I vow to spend a minimum amount of time visiting this week.  Everyone's been talking to me about how I need to make them less reliant on me.  We'll see.

Monday, August 22, 2011

Should She Move Again?

Mom's residence has changed four times in the past two years and yet another opportunity has come about once more.  She has a chance to move into a shared unit down the hall from her current private room and we can save more than $1500 a month.  No brainer?  Well, here's the deal.  The unit itself is doable, not as sunny or attractive as her current residence, but not too bad.  It's roomy, less sunny.  She would share a bathroom where they have removed the door because her possible roommate is in a wheelchair and the access is easier.  The program director at the unit where she lives said she and I should just take her to the room, explain the circumstances and then let her decide.  She's doing fairly well since she moved here and I'm just concerned that another move will disorient her.  I have to decide today.

Tuesday, August 16, 2011


Tuesday, August 15th

I am recovering from a rather intense week of caring and tending to grandchildren and parents almost everyday, this after my husband and I returned from a long weekend in the mountains where we readied our retreat for house guests.  The week was a juggle between taking children and father out to meals and appointments and nestled in between visiting my mother almost daily.  The weekend was no better, full of obligations.  The children were off on vacation and we only had the dog to care for.  Visits on both Saturday and Sunday just dragged me down some more.  My mother expressed a desire to "go home" (presumably to Chicago, away from Denver.)  That did it for me.  Monday I took care of financial stuff and bookkeeping but did yoga, ran, read and enjoyed my day away from them both.  I love them dearly, but you know, sometimes you need a little distance.

Saturday, August 13, 2011

A Good Day

Wednesday, August 10, 2100 

A Good Day

On Wednesday, I went to see my mom in the dementia unit where she lives and she was not there. She had gone on a picnic. “Wow,” I thought. “She actually went.” “Oh yes,” said one of the nurse assistants. “She wanted to go.”

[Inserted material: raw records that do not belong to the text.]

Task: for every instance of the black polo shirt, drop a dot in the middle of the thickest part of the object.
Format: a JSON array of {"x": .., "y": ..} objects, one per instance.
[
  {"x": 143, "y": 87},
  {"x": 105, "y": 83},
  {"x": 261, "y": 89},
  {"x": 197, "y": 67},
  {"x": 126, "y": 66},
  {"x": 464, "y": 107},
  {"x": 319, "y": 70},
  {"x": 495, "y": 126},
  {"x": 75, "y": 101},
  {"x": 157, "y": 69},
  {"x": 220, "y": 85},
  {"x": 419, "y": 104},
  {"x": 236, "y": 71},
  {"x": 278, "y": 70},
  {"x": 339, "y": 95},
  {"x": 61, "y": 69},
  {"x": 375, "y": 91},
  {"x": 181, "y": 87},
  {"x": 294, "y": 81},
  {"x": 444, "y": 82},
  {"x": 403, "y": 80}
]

That moment made me want to look back over the last three months since she had arrived in Denver from Chicago and think about the progress she has made despite her circumstances. In the unit where she resides (the second since she moved here), she has found comfort in those who surround her---the other residents whose maladies run the dimentia gamut, the cheerful nurse assistants who dress them, bathe, them, feed them and usher them to their various activities, and the marvelous activity director whose gentleness and interest makes them all feel needed and loved.

Though it’s not easy at the age of 90 to be uprooted from family and friends from a city where one has resided for seventy years and to face a sea of strange surroundings and new people, I think, though she cannot talk, that she is making the best of it and for that I am not only proud but grateful.

I am struck by moments of visiting Mom and actually having a good time. We’ve sung karaoke together and played the piano together, attempted word puzzles together and visited with some of the other residents together.

Of course, there have been some not so wonderful things as well, i.e. a trip to the emergency room at 4:30 in the morning after she fell and gashed her head, the countless times I’ve come to visit and wound up taking her to the bathroom, the call I got during the first few weeks and another report of some aggression toward others.

My philosophy is to try to take one day at a time and be happy when there's a good one.  That was today.